Interviewing Your Therapist

Finding the right therapist for you and your unique challenges may take some time. This is to be expected. It is your right to call a therapist prior to a visit and ask them a series of specific questions. Write their answers down and use the information collected to carefully choose the therapist best
equipped to handle your case. Keep in mind that you must connect with your therapist and feel comfortable and safe. If you do not sense feelings of professionalism and trust, Relief is happy to provide a new referral for you.

Prior to your initial conversation with the therapist, consider reviewing the following list of questions. Add your own set of questions to this list as well. Once you have collected the answers, if you would like to discuss the details, feel free to reach out to Relief.

Checklist to Ask A Potential Therapist

  • Are you licensed?
  • What type of degree do you have? LCSW, LMHC, LMFT, LPC, PhD PsyD?
  • How many years have you been practicing?
  • What experience do you have helping people with the challenges I face?
  • What are your areas of expertise? (ie: children, families, specific diagnosis)
  • What types of treatments do you generally use? Have they been proven effective?
  • If I send my child to you for treatment and therapy, how often and in what format will you communicate with me? (A delicate balance must be reached between respecting adolescents’ privacy and informing parents of challenges and progress)
  • Uncharacteristic, peculiar behavior
  • What are your fees? (Fees are usually based on a 45-minute to 50-minute session)
  • Do you accept insurance? Will you accept direct billing to or payment from my insurance company? Are you affiliated with any managed care organizations? Do you accept Medicare or Medicaid insurance?
  • What is your communication policy from session to session?

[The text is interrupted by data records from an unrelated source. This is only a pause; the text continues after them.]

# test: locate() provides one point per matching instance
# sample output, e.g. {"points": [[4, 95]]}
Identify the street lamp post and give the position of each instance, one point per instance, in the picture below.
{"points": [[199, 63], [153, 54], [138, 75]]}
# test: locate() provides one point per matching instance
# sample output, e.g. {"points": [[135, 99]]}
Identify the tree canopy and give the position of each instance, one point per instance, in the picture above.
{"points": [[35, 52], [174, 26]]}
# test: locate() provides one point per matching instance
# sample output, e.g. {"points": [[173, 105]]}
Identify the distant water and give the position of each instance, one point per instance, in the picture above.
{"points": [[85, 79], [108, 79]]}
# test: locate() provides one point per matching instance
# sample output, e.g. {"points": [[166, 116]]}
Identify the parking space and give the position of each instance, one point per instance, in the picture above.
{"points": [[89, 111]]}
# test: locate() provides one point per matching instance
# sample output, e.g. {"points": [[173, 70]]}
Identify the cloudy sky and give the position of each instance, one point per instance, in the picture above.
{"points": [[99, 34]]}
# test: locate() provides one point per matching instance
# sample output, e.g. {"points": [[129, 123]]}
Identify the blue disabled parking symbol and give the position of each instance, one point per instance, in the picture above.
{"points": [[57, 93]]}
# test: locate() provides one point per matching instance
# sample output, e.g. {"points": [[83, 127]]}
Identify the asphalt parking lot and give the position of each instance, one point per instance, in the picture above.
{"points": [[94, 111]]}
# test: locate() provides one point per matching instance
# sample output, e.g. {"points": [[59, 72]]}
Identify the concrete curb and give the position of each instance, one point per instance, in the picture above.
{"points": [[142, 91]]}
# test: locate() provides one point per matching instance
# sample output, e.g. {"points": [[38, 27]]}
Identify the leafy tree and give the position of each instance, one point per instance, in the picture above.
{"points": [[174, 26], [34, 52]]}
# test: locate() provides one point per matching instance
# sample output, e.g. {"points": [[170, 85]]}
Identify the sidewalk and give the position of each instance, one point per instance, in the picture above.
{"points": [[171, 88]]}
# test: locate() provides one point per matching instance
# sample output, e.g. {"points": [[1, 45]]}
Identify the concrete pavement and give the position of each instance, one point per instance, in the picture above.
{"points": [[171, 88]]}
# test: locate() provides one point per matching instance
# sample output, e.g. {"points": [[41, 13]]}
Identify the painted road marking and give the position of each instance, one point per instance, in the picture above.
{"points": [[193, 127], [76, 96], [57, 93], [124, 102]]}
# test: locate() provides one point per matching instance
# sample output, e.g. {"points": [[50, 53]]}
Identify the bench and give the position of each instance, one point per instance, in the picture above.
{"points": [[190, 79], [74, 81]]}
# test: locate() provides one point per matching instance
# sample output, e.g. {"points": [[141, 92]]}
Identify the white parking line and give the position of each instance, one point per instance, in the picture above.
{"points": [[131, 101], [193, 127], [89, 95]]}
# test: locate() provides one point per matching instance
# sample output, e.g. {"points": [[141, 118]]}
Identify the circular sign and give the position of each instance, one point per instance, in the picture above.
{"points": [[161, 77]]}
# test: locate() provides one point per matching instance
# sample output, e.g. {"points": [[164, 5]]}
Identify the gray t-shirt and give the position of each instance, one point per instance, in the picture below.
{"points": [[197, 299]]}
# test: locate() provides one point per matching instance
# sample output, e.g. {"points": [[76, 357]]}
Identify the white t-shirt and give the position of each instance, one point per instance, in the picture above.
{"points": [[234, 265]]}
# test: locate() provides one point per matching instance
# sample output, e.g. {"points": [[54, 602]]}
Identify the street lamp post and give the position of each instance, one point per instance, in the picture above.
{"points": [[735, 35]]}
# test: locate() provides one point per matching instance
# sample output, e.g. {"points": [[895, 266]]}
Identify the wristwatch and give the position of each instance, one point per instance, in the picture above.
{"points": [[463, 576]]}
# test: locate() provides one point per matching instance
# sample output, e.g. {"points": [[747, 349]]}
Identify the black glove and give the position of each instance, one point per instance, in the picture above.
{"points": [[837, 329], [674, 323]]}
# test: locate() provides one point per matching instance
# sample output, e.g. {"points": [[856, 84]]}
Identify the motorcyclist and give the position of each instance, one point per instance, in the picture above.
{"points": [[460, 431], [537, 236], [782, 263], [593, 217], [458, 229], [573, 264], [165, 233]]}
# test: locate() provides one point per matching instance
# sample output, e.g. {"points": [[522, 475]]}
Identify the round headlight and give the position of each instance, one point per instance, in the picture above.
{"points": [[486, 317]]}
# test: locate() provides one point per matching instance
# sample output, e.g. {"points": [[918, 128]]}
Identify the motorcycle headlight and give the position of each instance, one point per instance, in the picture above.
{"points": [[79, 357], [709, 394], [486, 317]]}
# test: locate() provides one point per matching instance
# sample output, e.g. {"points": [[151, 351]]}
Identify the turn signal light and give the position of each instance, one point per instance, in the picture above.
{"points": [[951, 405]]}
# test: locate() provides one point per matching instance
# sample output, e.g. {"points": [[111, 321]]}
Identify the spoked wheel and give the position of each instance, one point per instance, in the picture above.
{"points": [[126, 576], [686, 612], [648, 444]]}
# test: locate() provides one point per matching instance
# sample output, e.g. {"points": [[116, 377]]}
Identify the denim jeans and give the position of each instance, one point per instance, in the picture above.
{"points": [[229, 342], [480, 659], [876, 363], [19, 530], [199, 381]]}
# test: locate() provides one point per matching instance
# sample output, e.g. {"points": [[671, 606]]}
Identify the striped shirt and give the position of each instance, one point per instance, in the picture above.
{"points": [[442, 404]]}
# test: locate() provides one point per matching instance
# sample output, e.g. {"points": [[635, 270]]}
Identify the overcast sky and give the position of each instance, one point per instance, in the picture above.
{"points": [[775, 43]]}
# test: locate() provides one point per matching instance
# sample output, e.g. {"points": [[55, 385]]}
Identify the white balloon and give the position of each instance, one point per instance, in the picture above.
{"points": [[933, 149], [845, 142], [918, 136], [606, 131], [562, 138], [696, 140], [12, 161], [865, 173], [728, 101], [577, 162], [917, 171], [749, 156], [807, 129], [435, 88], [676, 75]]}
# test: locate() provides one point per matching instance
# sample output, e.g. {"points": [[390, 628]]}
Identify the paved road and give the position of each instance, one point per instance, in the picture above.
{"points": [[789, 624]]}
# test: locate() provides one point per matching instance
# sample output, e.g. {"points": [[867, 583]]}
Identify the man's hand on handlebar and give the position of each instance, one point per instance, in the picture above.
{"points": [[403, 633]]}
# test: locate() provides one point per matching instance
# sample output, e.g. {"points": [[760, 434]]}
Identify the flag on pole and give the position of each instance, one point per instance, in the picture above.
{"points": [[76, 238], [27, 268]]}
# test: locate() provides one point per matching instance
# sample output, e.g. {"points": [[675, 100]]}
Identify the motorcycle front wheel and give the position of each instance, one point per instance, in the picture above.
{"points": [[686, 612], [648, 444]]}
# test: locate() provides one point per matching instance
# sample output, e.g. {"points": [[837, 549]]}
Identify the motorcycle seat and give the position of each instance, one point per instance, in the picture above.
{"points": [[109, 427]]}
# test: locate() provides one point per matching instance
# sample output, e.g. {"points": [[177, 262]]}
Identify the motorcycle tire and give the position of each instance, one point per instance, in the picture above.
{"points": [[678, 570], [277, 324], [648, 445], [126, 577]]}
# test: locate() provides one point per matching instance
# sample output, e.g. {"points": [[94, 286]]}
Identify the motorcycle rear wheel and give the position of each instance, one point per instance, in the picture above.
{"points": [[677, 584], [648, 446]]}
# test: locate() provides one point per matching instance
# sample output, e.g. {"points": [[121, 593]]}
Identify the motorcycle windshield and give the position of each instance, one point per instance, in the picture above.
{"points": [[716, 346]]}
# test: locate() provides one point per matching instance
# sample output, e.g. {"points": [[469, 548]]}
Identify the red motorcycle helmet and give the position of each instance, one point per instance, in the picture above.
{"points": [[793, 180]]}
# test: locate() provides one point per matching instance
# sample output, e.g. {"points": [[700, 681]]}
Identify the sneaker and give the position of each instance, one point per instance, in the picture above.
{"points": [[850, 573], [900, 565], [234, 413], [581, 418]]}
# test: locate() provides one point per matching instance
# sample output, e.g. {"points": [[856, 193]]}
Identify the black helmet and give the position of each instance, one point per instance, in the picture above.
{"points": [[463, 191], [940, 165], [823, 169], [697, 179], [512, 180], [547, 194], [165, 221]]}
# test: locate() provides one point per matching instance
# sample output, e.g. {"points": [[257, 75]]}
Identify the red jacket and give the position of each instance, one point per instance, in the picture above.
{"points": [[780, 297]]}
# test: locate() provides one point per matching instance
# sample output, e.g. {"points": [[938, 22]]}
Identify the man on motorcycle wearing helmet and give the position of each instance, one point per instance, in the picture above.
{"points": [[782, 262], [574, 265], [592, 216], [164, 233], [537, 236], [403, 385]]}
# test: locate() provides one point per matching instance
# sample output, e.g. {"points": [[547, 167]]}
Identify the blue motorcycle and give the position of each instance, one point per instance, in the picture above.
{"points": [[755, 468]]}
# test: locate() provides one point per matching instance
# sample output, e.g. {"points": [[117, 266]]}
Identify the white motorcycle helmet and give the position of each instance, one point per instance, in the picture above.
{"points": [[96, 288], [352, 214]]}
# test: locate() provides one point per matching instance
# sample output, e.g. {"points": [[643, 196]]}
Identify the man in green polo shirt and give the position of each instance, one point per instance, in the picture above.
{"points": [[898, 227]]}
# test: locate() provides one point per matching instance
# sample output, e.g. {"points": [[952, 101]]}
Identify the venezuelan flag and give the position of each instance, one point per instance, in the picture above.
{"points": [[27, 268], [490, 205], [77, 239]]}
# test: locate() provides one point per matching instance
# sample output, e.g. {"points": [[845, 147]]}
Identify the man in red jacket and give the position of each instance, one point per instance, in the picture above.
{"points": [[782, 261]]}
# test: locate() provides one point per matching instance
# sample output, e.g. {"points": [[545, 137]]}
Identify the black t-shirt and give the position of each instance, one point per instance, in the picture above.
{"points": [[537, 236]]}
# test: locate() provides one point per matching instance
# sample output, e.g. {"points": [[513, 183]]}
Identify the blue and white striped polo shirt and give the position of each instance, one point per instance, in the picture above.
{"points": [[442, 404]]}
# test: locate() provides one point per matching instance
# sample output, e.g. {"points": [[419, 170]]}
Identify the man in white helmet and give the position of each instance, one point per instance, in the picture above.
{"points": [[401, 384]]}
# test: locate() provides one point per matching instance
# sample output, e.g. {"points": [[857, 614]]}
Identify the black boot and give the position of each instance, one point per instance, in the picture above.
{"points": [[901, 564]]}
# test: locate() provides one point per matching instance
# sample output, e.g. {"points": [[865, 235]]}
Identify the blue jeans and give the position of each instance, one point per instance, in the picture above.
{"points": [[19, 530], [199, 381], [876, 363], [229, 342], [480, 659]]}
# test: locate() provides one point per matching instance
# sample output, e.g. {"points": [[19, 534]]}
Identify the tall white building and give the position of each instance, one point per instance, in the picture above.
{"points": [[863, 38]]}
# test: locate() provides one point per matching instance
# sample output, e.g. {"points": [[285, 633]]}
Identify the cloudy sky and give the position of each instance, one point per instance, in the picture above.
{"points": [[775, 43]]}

In addition to the checklist, it is always helpful to evaluate whether a therapist has certain qualities which will be effective at treating several conditions. In your initial discussions, don’t be afraid to evaluate these three traits: Drive for excellence, humility, and limitation acknowledgment.

Drive for excellence: Is the therapist satisfied with what they have learnt and accomplished or are they seeking to better themselves? Generally, a therapist who is excited to learn is willing to spend the time and money for continued training.

Humility–Even the best and most trained therapists encounter challenging cases. It is important to determine who these therapists turn to with their professional challenges. Do they have mentors, supervisors and colleagues who they turn to in difficult situations?

Limitation Acknowledgement – We will ask a clinician “at what point would you refer a patient to someone else?” “What do you feel less than qualified to treat?” The answers can be quite enlightening.